Aquel día busqué el teléfono perdido por los lugares de la casa donde suelo dejar las cosas cuando vuelvo de la compra y, despistado, me pongo a colocar las conservas en el armario, el pescado en el congelador y los huevos frescos en la nevera. Miré en la cocina, y casi la puse patas arriba. Busqué en el salón y en el baño. También en la habitación donde duermo. Y no di con él.

Al principio no me puse muy nervioso. Esperaban una llamada importante aquel día. Una llamada que luego no fue para tanto. Y pensé que, si la batería del Nokia no fallaba, lo oiría sonar. Pero no lo hizo.

Así que pasados unos minutos, con el inalámbrico cargado, me llamé a mí mismo. Y no se oyó nada tampoco.

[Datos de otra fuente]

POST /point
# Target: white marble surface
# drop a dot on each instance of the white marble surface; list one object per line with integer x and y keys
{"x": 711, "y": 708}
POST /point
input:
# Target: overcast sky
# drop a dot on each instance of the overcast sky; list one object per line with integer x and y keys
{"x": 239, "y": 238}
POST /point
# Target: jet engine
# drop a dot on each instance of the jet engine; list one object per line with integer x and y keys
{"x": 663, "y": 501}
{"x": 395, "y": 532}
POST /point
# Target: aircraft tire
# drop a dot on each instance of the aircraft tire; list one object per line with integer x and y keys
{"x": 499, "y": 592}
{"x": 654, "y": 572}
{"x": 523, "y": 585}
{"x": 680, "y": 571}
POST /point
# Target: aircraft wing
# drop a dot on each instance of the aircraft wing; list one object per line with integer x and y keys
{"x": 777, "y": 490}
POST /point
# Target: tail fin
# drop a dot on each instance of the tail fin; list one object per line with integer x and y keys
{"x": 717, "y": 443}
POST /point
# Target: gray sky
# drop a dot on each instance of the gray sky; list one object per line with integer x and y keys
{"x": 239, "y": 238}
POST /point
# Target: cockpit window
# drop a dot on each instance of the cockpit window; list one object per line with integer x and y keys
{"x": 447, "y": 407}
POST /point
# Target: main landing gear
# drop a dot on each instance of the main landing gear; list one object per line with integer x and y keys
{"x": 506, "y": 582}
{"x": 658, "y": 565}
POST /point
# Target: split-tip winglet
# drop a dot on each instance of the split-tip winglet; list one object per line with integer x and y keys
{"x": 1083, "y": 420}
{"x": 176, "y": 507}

Volví a revisar toda la casa. Creo que hasta miré debajo de la cama, por sí se me hubiera caído al suelo (¿les he dicho ya que soy muy despistado?). Y ahí me di cuenta de qué es lo que le podía haber ocurrido al móvil. Me lo había dejado en el coche.

Salí al pasillo y llamé al ascensor. No parecía que hubiera ningún vecino en todo el edificio. Como ahora.

Las puertas se abrieron con pereza, le di al botón y bajé al sótano. El garaje estaba lleno de coches aparcados. Coches silenciosos que parecían observarme. Y allí seguía mi turismo, estacionado bajo el letrero luminoso que marca la salida del subterráneo. La luz que no se apaga nunca.

Y entonces sonó. El bendito móvil, con la melodía de una canción de U2.  I still haven’t found what I looking for  (‘Todavía no he encontrado lo que estoy buscando’ es la traducción, tiene gracia). Pero había algo diferente en el tono del Nokia. Algo diferente en la melodía de U2. Y no me gustó.

Cuando abrí la puerta del coche, en efecto, el teléfono sonaba debajo de la alfombrilla. Vibraba bajo la superficie de goma, impaciente. Cógeme, parecía decirme. Cógeme de una vez. Y el tono impertinente se extendió por todo el aparcamiento, como una invocación.

-¿Quién es?, pregunté.

-¿Quién es?, me respondió el eco de mi voz, al otro lado del inalámbrico.